This review was originally published during our coverage of the 2014 Leeds Film Festival.
Director James Kent has spoken of looking for some positivity in his adaptation of Testament of Youth, Vera Brittain’s memoir of her life during WWI, and the result is undoubtedly something made with reverence and good intentions. But condensing a 650-page autobiography into two hours by purging color and shade and leaving only the tragic main events has turned Testament of Youth into a mere misery parade, minus the luxuries of significant depth or characterization. This project was originally planned as a BBC miniseries, and the final film is compelling evidence for why it should’ve gone ahead that way.
The issues begin at what’s lost and left out in the translation from book to screen. The fetishization of Britain’s rich and powerful in the film is not the fault of the people who brought us Testament of Youth, nor is it their responsibility to deviate from the gentrified directorial style of the stuffy English period drama. It’s also no fault of theirs that the film’s main subject came from a background of influence, but the picture foregoes the wider angle, largely ignoring the working men and women who dealt with the aftermath of WWI without the comfort of privilege waiting for them at its close. The lead character (Alicia Vikander) and her circle are instead kept at the forefront while the varying other types of men and women whom Brittain mingled with all through The Great War remain firmly in the background.
There is, in fact, full investment in little of Brittain’s tale. We whip through her time as a young woman determined to be educated in a period when universal suffrage was still uunrealized her rocky relationship with her parents, her friendship with her brother’s doting friend Victor, her time spent caring for enemy soldiers as a field nurse, her miraculous encounter with a loved one at the front, and her eventual move into pacifism, which literally arrives as a footnote aside from one short scene where Vera publicly objects to German reparations after WWI.
That’s so much of what makes Brittain’s story so remarkable, reduced and robbed of nuance. Everything is too broadly sketched except for the romance between Vera and promising student/poet-turned-soldier Ronald Leighton (Kit Harington), a sideplot that is – regrettable as it is to admit about an adaptation of such beloved material – really the only thing worth catching Kent’s film for. Scenes of the pair wandering through nature with an overlay of poetry read in voiceover (it’s handled less pretentiously than it sounds) is reminiscent of Jane Campion’s superior Bright Star. Campion’s is a film that Testament of Youth matches for aching romanticism and appreciation of the English country’s misty glamour, if not for freewheeling spirit.

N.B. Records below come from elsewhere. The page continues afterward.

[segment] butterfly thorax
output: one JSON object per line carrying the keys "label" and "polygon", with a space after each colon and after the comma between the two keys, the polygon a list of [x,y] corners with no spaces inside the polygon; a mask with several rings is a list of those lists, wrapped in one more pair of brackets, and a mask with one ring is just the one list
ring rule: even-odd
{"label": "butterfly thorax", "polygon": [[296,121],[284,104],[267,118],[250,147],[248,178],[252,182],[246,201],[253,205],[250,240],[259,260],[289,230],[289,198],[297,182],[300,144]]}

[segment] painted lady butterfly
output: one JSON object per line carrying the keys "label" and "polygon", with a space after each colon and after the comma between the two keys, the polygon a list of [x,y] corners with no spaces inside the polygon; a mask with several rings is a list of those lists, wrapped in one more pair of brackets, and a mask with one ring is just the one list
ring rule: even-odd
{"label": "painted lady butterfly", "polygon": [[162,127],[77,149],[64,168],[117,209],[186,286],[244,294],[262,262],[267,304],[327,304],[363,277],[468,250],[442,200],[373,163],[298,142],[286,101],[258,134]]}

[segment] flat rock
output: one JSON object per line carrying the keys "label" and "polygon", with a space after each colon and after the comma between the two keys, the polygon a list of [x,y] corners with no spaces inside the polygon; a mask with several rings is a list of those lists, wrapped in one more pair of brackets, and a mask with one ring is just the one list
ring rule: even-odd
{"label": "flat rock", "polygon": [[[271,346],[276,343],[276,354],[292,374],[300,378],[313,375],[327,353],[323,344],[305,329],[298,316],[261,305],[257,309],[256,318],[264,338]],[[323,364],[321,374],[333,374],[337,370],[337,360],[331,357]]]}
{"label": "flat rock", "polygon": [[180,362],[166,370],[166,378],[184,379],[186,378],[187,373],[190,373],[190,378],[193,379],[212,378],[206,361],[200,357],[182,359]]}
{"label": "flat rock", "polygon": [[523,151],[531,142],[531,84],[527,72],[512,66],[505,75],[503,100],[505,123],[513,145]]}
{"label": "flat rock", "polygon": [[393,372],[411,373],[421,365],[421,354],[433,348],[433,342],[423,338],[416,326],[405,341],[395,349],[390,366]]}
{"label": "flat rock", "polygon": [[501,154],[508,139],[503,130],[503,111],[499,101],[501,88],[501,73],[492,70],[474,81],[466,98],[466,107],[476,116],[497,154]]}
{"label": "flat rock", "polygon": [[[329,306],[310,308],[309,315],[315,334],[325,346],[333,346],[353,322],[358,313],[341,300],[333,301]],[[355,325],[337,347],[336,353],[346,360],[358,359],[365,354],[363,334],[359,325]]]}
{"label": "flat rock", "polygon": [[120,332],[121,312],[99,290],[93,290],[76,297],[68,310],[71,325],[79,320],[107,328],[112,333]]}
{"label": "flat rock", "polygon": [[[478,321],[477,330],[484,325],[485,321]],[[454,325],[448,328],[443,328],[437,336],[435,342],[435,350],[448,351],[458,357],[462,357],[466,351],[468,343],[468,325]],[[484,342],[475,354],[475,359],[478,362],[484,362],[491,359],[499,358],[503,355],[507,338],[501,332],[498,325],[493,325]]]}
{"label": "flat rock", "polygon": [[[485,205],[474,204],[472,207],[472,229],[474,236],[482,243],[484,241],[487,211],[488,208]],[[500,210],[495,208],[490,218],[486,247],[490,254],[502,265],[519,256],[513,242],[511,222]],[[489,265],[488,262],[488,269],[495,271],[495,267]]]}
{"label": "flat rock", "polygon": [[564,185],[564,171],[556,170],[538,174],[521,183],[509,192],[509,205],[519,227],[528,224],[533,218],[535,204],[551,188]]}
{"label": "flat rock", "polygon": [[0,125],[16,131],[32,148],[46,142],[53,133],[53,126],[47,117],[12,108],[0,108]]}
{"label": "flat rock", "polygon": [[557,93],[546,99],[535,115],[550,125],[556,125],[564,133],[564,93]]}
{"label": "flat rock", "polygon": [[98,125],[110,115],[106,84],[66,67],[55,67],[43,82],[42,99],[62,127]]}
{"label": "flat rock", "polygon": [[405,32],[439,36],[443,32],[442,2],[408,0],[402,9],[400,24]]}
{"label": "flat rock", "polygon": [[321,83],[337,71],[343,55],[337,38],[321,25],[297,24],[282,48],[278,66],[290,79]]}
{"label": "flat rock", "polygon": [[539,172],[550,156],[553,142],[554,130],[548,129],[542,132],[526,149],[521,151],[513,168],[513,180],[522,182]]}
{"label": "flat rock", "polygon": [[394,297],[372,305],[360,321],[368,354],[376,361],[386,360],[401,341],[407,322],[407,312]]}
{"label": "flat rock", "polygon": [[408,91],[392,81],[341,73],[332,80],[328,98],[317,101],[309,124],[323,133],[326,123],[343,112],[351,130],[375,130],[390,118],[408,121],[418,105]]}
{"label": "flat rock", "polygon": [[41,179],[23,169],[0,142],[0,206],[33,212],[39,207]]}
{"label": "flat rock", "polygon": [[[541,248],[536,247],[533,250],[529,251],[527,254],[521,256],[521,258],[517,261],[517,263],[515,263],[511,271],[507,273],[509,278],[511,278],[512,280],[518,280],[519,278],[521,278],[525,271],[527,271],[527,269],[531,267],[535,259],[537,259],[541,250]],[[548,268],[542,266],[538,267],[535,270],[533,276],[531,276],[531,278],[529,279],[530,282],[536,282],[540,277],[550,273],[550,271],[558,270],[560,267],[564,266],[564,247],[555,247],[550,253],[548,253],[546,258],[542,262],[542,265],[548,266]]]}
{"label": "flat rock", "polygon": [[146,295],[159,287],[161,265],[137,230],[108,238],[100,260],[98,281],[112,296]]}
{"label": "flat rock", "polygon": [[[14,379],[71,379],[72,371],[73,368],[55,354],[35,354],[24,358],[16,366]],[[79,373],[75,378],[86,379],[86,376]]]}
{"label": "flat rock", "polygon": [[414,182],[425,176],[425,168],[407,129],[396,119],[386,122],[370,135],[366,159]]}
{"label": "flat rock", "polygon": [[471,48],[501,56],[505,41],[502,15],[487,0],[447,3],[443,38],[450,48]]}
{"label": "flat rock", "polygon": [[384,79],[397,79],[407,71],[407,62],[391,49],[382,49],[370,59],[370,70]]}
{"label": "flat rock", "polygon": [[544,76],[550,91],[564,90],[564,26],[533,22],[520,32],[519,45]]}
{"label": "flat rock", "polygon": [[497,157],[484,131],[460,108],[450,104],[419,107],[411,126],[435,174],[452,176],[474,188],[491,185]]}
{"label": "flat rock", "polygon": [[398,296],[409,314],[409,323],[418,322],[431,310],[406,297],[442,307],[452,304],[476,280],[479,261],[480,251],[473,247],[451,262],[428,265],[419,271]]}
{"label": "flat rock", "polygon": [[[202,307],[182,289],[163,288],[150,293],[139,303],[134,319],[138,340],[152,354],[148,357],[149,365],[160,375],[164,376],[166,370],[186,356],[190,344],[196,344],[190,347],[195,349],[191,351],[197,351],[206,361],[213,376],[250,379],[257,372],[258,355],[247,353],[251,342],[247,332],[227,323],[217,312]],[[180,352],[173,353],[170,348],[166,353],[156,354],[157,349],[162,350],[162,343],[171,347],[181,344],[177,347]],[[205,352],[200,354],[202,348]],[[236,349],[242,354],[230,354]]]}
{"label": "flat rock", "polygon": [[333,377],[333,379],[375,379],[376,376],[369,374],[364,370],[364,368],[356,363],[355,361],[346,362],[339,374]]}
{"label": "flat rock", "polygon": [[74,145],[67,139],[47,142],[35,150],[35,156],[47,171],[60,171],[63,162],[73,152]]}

Sulky Game of Thrones beefcake Harington is surprisingly adequate as Roland, Brittain’s fiance and first love, and it’s scenes of courtship between him and Vera in which lead Vikander is finally allowed to come alive. The Swedish rising star is fine here, though her flawless Brit accent is more satisfying than her overall plain performance; not that the one-note character as written by screenwriter Juliette Towhidi would inspire much passion from any performer. Vikander’s superb work leading 2012’s A Royal Affair no doubt bagged her the role in this film, as well as ensured her trajectory toward a promising Hollywood career. Testament of Youth should have provided the actress with an opportunity to show why she’s the next big thing, in one of English-language cinema’s rare female lead roles. Unfortunately, it’s a role that’s likely to be swiftly forgotten.
Why Harington is the only actor with whom Vikander has any chemistry (and they do elevate the film above its dull staidness whenever they’re together) could be explained away by the fact that theirs is the only real relationship that’s developed and given weight. The support is handed little to work with – thesps as mighty as Dominic West, Emily Watson and Miranda Richardson are gifted the roles of Vaguely Strict Father, Vaguely Strict Mother and Vaguely Horrible Headteacher, respectively. Their problems, like so many of the film’s, are rooted in the unsatisfying script and unaided by James Kent’s generic, personality-free style. The scenes of tender romance are undeniably affecting, it’s just that the less-accomplished moments surrounding them turn Testament of Youth into a kind of heavily diluted Atonement.
Disappointing
There's an effective love story at Testament of Youth's core, but the misery of this nuance-free adaptation of Vera Brittain's autobiography drowns the romance in tedium.